Christine Stuart photo
Gov. Dannel P. Malloy (Christine Stuart photo)

Democratic Gov. Dannel P. Malloy called the comments Republican gubernatorial candidate Tom Foley made Sunday on a television program “factually incorrect.”

But as someone who has yet to announce his 2014 re-election campaign Malloy tried to stay above the fray after an event Monday at Oxford Airport.

“They are factually incorrect and you guys can follow up with my staff and go through all of that stuff. I don’t want to spend a lot of time talking about it. I’m the governor of the state of Connecticut, I’ve got a job,” Malloy said.

Malloy, who went for a run Sunday after Foley’s interview was broadcast, said “it’s annoying, but I’ve got a job to do.”

“To be the governor of the state of Connecticut you’ve got to have the ability to focus and focus on what’s important in people’s lives,” Malloy said. “What’s important to people’s lives is that we get this economy going after it was driven into the ditch.”

During his “Face the State” interview Sunday, Foley accused Malloy of getting a no-show consulting job during the 2010 campaign with the help of Department of Environmental Protection Commissioner Daniel C. Esty, helping his former communication adviser’s firm land a lucrative state contract, forcing the UConn Foundation to pay for his trips to the World Economic Forum, and somehow getting municipalities to hire his former general counsel’s law firm as bond counsel.

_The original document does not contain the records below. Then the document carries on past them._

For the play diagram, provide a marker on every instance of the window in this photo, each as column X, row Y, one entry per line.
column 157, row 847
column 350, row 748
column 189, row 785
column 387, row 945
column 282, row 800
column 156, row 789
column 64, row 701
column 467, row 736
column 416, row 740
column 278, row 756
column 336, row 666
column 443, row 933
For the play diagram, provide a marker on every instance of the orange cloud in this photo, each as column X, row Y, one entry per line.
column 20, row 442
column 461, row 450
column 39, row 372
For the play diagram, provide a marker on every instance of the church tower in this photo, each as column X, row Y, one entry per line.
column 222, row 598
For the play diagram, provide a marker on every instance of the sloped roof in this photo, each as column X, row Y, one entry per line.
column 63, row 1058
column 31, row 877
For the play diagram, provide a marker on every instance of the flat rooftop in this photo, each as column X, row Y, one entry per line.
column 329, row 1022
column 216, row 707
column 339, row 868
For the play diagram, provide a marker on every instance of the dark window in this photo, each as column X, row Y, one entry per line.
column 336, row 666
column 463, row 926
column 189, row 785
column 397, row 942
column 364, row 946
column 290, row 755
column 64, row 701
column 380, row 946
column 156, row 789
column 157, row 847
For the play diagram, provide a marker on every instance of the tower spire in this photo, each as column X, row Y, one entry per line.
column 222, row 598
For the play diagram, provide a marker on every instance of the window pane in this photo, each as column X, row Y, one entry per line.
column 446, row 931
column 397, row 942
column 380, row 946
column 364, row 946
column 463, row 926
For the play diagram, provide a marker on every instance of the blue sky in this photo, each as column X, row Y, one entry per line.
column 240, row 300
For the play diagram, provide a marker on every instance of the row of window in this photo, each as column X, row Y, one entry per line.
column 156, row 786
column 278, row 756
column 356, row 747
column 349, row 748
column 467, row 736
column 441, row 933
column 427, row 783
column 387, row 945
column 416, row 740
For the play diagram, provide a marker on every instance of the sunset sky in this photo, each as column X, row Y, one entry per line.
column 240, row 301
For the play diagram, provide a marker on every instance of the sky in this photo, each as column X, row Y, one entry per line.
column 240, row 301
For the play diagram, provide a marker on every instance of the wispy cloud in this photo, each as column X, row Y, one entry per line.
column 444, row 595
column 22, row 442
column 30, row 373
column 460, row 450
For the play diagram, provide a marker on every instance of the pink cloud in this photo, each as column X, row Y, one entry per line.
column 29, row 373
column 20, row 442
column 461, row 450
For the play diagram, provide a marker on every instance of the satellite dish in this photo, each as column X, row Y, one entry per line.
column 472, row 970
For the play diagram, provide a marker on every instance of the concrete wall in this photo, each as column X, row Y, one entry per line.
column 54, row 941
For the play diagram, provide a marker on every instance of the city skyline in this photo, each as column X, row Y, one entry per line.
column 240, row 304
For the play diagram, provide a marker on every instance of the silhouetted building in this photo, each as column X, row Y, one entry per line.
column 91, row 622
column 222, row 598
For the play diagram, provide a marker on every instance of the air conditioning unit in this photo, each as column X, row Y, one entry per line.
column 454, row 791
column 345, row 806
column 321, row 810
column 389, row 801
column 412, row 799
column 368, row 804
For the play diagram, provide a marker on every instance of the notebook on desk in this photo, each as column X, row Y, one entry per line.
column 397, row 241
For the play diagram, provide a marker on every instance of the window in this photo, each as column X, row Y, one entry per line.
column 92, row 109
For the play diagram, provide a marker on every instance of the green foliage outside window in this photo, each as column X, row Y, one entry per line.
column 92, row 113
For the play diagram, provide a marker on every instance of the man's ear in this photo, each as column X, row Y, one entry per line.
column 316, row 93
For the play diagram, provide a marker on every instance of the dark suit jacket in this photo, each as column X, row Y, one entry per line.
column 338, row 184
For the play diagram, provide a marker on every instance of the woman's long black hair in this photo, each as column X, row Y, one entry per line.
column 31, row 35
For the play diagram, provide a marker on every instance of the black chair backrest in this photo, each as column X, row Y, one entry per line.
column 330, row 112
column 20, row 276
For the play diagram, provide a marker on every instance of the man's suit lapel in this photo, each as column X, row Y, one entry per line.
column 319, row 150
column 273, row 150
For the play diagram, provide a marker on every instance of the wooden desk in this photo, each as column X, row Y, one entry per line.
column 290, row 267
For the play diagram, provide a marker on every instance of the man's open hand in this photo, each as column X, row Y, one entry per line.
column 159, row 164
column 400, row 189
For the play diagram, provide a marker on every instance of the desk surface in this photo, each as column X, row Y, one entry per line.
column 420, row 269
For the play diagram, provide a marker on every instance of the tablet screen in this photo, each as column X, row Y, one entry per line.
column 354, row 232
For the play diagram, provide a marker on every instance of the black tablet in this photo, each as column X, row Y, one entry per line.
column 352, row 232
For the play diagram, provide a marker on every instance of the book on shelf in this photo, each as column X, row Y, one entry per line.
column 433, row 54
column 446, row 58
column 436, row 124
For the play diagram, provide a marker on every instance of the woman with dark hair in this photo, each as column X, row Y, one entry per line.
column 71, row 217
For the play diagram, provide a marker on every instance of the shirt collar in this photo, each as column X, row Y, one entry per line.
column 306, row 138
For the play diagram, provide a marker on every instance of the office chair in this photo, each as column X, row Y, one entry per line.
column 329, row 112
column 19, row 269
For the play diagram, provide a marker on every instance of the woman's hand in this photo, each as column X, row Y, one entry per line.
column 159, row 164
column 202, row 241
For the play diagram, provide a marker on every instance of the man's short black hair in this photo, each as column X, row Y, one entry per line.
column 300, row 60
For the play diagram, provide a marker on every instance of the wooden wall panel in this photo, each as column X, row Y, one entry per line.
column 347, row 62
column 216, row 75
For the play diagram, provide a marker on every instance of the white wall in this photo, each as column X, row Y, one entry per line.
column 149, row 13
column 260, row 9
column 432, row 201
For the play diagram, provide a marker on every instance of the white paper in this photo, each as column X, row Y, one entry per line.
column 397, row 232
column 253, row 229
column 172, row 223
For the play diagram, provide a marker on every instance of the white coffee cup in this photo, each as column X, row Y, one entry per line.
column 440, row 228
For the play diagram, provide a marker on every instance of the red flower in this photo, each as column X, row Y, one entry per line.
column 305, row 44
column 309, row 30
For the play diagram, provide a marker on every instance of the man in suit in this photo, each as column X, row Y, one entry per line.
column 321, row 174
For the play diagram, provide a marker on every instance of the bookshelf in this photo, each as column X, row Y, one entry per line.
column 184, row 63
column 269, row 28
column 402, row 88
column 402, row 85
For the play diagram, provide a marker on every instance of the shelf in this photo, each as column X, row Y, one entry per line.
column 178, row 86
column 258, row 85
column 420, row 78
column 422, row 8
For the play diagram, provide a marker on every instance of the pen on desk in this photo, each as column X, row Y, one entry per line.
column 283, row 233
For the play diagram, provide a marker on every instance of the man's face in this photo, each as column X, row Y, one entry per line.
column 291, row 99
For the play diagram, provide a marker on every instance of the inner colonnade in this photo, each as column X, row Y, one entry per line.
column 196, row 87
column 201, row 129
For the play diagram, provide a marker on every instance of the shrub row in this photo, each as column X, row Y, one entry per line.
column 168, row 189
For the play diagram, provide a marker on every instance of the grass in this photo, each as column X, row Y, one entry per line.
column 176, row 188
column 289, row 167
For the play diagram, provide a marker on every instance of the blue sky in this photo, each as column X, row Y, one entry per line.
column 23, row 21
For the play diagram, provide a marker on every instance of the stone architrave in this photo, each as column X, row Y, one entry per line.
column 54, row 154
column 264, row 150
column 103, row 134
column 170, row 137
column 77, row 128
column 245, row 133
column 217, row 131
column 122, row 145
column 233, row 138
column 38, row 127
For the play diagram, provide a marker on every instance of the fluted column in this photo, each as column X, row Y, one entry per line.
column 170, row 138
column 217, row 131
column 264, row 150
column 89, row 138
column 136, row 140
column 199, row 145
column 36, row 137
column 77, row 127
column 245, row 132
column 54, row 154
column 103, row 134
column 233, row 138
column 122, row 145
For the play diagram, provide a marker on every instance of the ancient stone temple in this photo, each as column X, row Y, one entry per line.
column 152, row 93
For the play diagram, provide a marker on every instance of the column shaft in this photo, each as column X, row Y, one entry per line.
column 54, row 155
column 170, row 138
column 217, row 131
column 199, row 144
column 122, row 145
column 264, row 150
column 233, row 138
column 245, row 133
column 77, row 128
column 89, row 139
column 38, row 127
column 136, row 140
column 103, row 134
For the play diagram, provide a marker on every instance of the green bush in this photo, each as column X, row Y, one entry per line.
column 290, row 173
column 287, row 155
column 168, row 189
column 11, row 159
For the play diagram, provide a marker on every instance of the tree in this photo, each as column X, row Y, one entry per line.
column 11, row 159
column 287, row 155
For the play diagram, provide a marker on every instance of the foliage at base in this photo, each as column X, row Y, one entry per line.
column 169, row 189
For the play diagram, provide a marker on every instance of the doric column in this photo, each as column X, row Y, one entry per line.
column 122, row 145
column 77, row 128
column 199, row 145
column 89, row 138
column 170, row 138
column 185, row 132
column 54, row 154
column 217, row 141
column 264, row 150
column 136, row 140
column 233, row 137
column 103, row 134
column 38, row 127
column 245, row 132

In a phone interview Sunday after the broadcast, Foley said that if Malloy doesn’t deny the accusations “today or tomorrow, then they must be true.”

Pressed by the media on the specific allegations, Malloy tried hard not to answer questions about specifics or get dragged into the debate.

One reporter asked if he received the consulting job with Class Green Capital Partners of New York with the help of Esty. Malloy confirmed he did not receive any help from Esty in landing the job. Another reporter followed up and asked to confirm that he never worked for Esty’s consulting firm, Esty Environmental Partners.

“Guys, I don’t even want to talk about this stuff. He is factually incorrect,” Malloy said. “Now, you guys have a job to do to show he’s factually incorrect.”

That ended the three-minute interview on the subject Monday.

On Sunday, reporters were busy researching each of Foley’s allegations.

The first accusation Foley made about Esty and Malloy, by all accounts, seems to be false.

The second — that Malloy made sure a contract was awarded to his former senior communication adviser’s firm — was disputed by the CEO of Access Health CT who awarded the competitive bid.

“We evaluated and scored three responses to our RFP and ranked GSG’s capabilities the highest with respect to experience and capability for our needs,” Access Health CEO Kevin Counihan said Sunday in an email.

GSG refers to Global Strategies Group. It’s the firm that employs Roy Occhiogrosso, one of Malloy’s top advisers on the campaign and in Malloy’s office during the first two years of his tenure as governor.

The bid was awarded June 20 and it is for strategic communications. The total contract is worth about $220,000 and runs through May 2014.

Connecticut’s one-year revolving door law says Occhiogrosso can’t do business or communicate with anyone in the governor’s office. That office employs about 24 people. The state ethics laws don’t say his firm can’t do business with state entities.

In the third allegation, Foley said that in order for municipalities to receive a bond issuance from the state, they have to use the law firm of Pullman and Comley, which is the same firm Malloy’s former legal counsel worked for as a partner in Stamford. Malloy’s former legal counsel, Andrew MacDonald, is now a state Supreme Court justice.

“If you don’t use Pullman and Comley for your bond issuance, it’s much less likely that the governor’s going to approve it,” Foley said. “And he has sole authority to approve all bond offerings to the state.”

An official at the state’s largest municipal lobby confirmed that municipalities don’t hire bond counsel in order to receive state bond funds. Municipalities only hire bond counsel if they’re going to go out into the bond market themselves for municipal bonds. The funds from the state Bond Commission are treated like grants.

“Mr. Foley’s claims are unsubstantiated, irresponsible, and wrong,” James T. Shearin, a member of Pullman & Comley’s executive committee, said in a statement. “Pullman & Comley has been bond counsel to Connecticut municipalities for over 60 years, in both Democratic and Republican administrations. Towns choose their own bond counsel based on talent and price, not politics . . .  Moreover, the governor never has any involvement whatsoever with municipal bond offerings.”

The Courant reported in 2012 that after receiving campaign donations from lawyers at the firm, three Democratic mayors chose Pullman and Comley as their municipal bond counsel after a competitive bidding process.